Building Resiliency into TU and Our Work

Resiliency is defined as the capacity to recover quickly from difficulties. It’s fast becoming a signature characteristic of both the instream restoration work we do and the chapter building activities that we’re undertaking.


By building resiliency into our trout streams and our TU Chapters, we ensure our volunteer efforts will serve future generations well for years to come. It’s our legacy that we’re protecting.


In the face of a changing climate, the most obvious impacts on our Wisconsin landscape have been the increase in intense rain events and flooding. We’re quickly learning what in stream habitat can hold up to these floods and what cannot.


Instream habitat restoration techniques are constantly evolving. We’re fortunate to be able to work alongside professionals at the county, state, and federal levels who recognize this.


If we’re going to continue to raise money and put in volunteer sweat equity on instream habitat, it’s essential that we stay on the cutting edge of these techniques. As we’re developing project plans, we need to be asking ourselves how a proposed root wad, rock weir, plunge pool, or LUNKER structure will hold up over time.


We also need to recognize the greatest threat to our beloved trout in Wisconsin is drought. Researchers have shown through climate models that these coming drought years could put enough stress on fish to significantly reduce brook and brown trout populations.


And yes, those are computer models and predictions that could be off by some measure of statistical noise, but the risks are too high to leave this up to chance.


It’s easy to forget about drought when we’re in the middle of a wet period and our groundwater aquifers are fully recharged. But there are things we can be doing right now to give our trout a fighting chance in the future.


This is the time to look at the headwater areas of our resources and make sure they are protected. Strategic land acquisitions, conservation easements that form buffers in the riparian corridor, and wetland restoration and enhancement can all play a role in keeping the cold water running.


Likewise, we need to come to terms with the management of our groundwater resources. These are not unlimited supplies ripe for exploitation, they are the valuable reserves we need to have in place when the dryer times come. Whether you’re a conservationist, a municipality providing water to your community, or a business who relies on access to clean water to run, we all have a responsibility to manage groundwater appropriately.


These forward looking approaches will serve our watersheds well, and we can apply these same principles to our volunteer organization.


The pandemic of 2020 presented us with some of the biggest challenges we could ever face as a volunteer organization.


I’ve been inspired to see TU respond to those challenges on all levels. Americans flocked to the outdoors in numbers never seen before, and most of our natural areas were ready for them, due in large part to past volunteer work by TU and others.


We’ve created virtual events to keep our membership engaged. Project planning has continued. Advocacy and policy initiatives continue to advance. And we’ve found new avenues for fundraising opportunities.


Many of us are suffering from video conferencing fatigue, but these are valuable tools for TU Chapters to have and utilize in the future. Virtual leadership meetings give new volunteer leaders an opportunity to participate in an efficient manner.
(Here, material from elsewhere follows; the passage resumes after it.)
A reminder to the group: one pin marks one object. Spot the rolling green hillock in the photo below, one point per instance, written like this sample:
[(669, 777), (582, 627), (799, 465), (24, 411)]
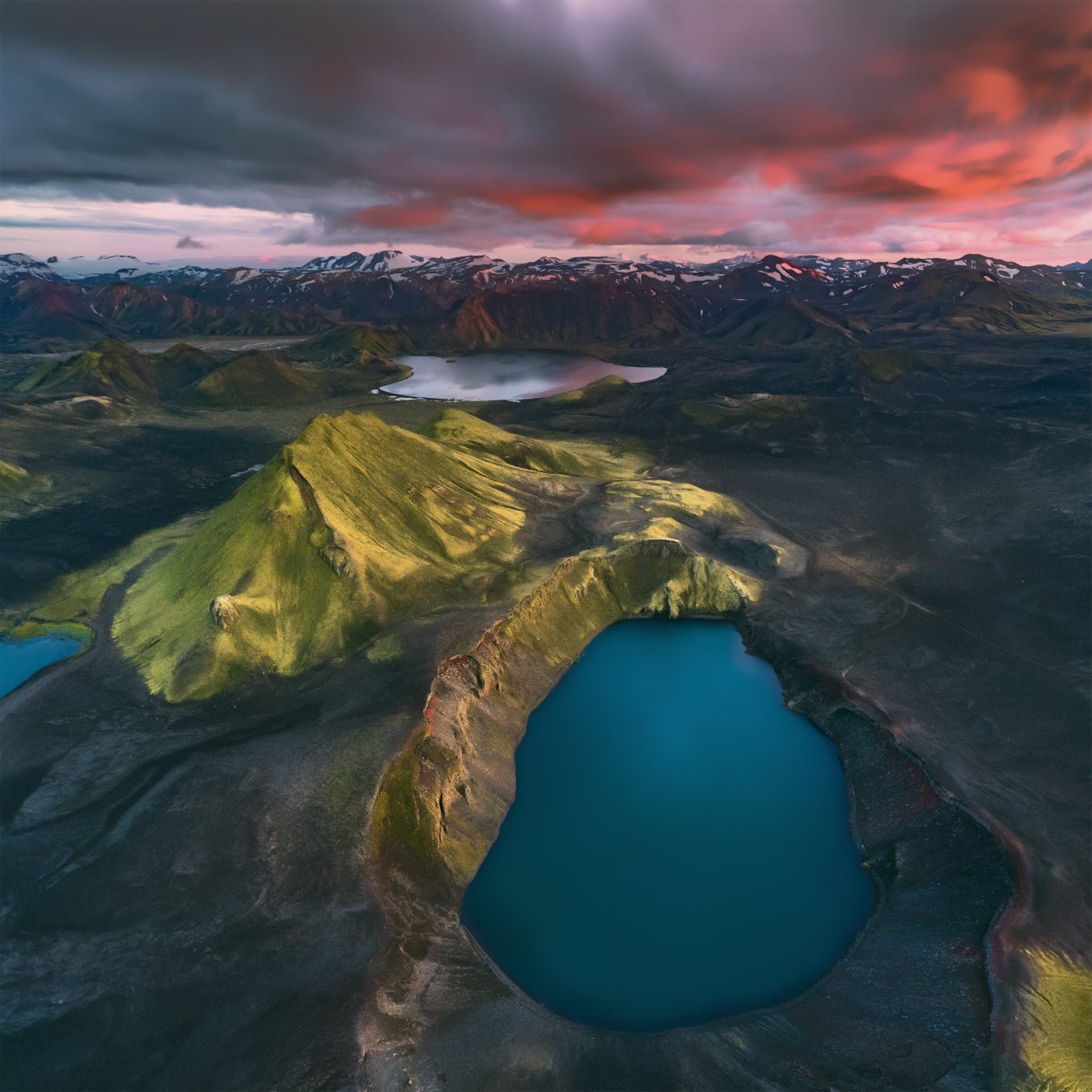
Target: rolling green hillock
[(18, 483), (180, 366), (356, 526), (255, 378), (578, 458), (358, 345), (352, 526), (111, 368)]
I don’t think “virtual” will replace our face to face meetings entirely, but they will have a place in how we operate in the future.
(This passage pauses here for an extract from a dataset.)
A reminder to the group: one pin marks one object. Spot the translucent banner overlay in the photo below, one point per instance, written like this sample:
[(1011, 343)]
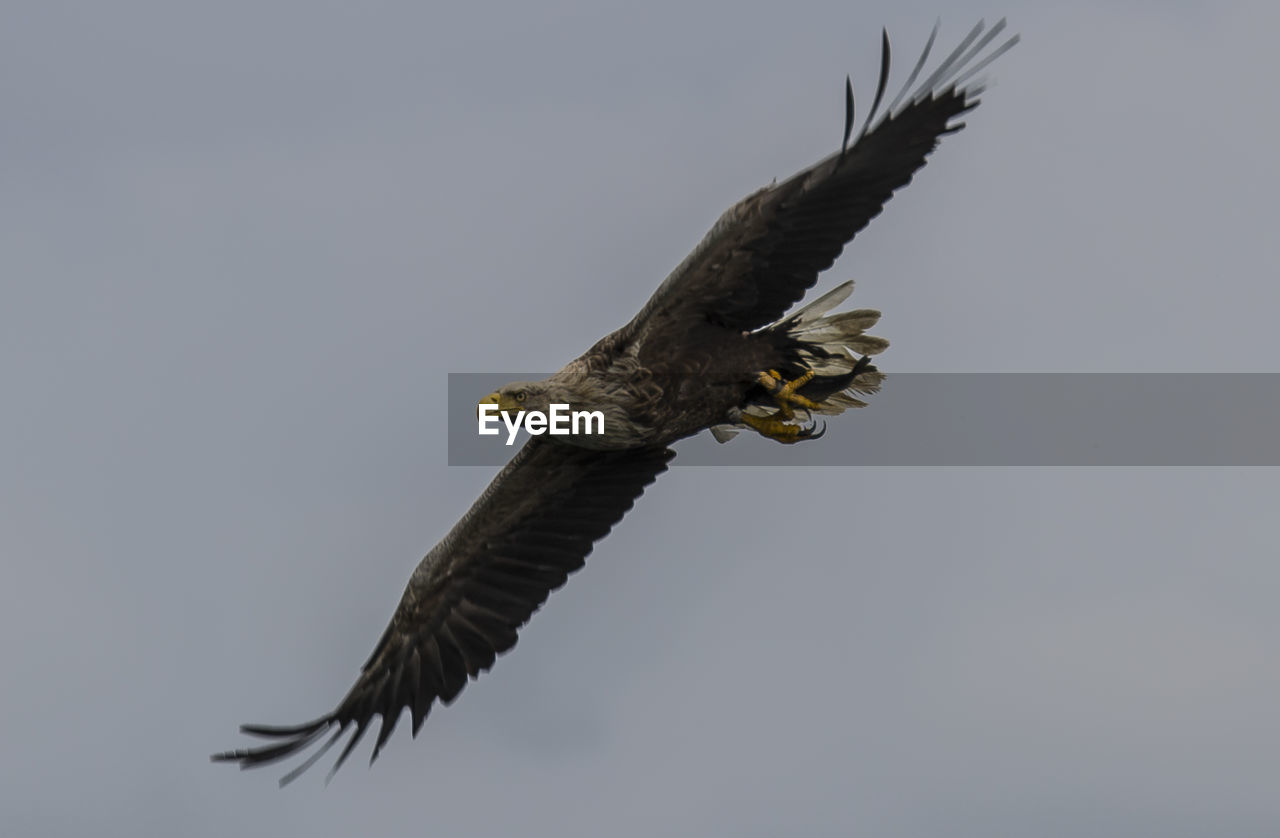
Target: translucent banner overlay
[(1120, 419)]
I expect TU Chapter and Council communications to continue to evolve as new platforms expand our ability to tell compelling conservation stories. Many of us instantly recognize the power a good photograph, and we’re ready to make the logical next leap to short videos. The cell phone has put many of these tools within easy reach.


There has never been a better time than right now to get more involved in your local TU chapter. Each one of us brings a unique skill set to the volunteer table, and your unique skills make our organization more resilient and effective.


We’re finally starting to see some light at the end of the dark COVID19 tunnel, and I’m sure many of our Chapters and volunteers are ready to resume (somewhat) normal activities again. As we do, be thankful for the volunteer efforts that have built such resiliency into our organization.


We’ve certainly been put to the test, now it’s time to respond.